It is a paradoxical fact about a person that, in fact, there is no one there! Ask anyone to be introspective about the self that should lurk behind the senses that connect us to ‘the world’ and a befuddlement ensues. Try as people might, they can’t locate who lives indoors. David Hume wrote about this state of flux in the early 18th century! Instead, they can talk, happily, about their attributes and perceptions, their strong points and their weaknesses. “40 yr old male, GSOH, likes reading, films, bondage, seeks…” etc. In other words people can discuss themselves as though from the outside, as a collection of descriptors and a history of experiences.

Look in a mirror and stare at the image that is, apparently, looking back at you and say what you see. Isn’t it just a physical shell round an emptiness? You don’t see the personality. You don’t see the spirit. You don’t see the self.
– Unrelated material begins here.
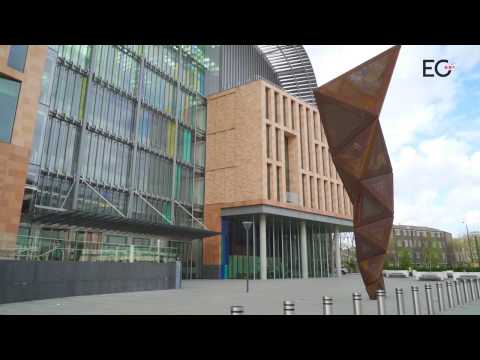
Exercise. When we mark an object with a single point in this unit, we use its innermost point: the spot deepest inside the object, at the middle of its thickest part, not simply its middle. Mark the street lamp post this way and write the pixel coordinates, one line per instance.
(247, 225)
It must be that all we are is an amalgam. From birth to death we record every detail, no matter how small, direct or indirect, explicit or implied, and these continually feed the misty picture of the self, changing it, distorting it, illuminating it. It is never an entity. It is never complete in any way. It wavers and shifts as we journey on, adding to what we know, negating what we thought we knew, erasing certainties and raising new possibilities.

Is this a fearful thought or can it be liberating? I think it is the latter, for once we come to terms with the lack of immutable self, at the heart of being, we are freer to become conscious of the flexibility and tolerance of not being fixed in thought or feeling. We can grow more complex and richer. We can empathise with others for we recognise aspects of our shifting interior with theirs.

The alternative is to allow ourselves to believe in a self of internal rigidity which calcifies inside us with its fixed views and fixed responses to everything ‘out there’. The self that is so formed accepts only data which confirms it. It says, happily, “What you see is what you get.”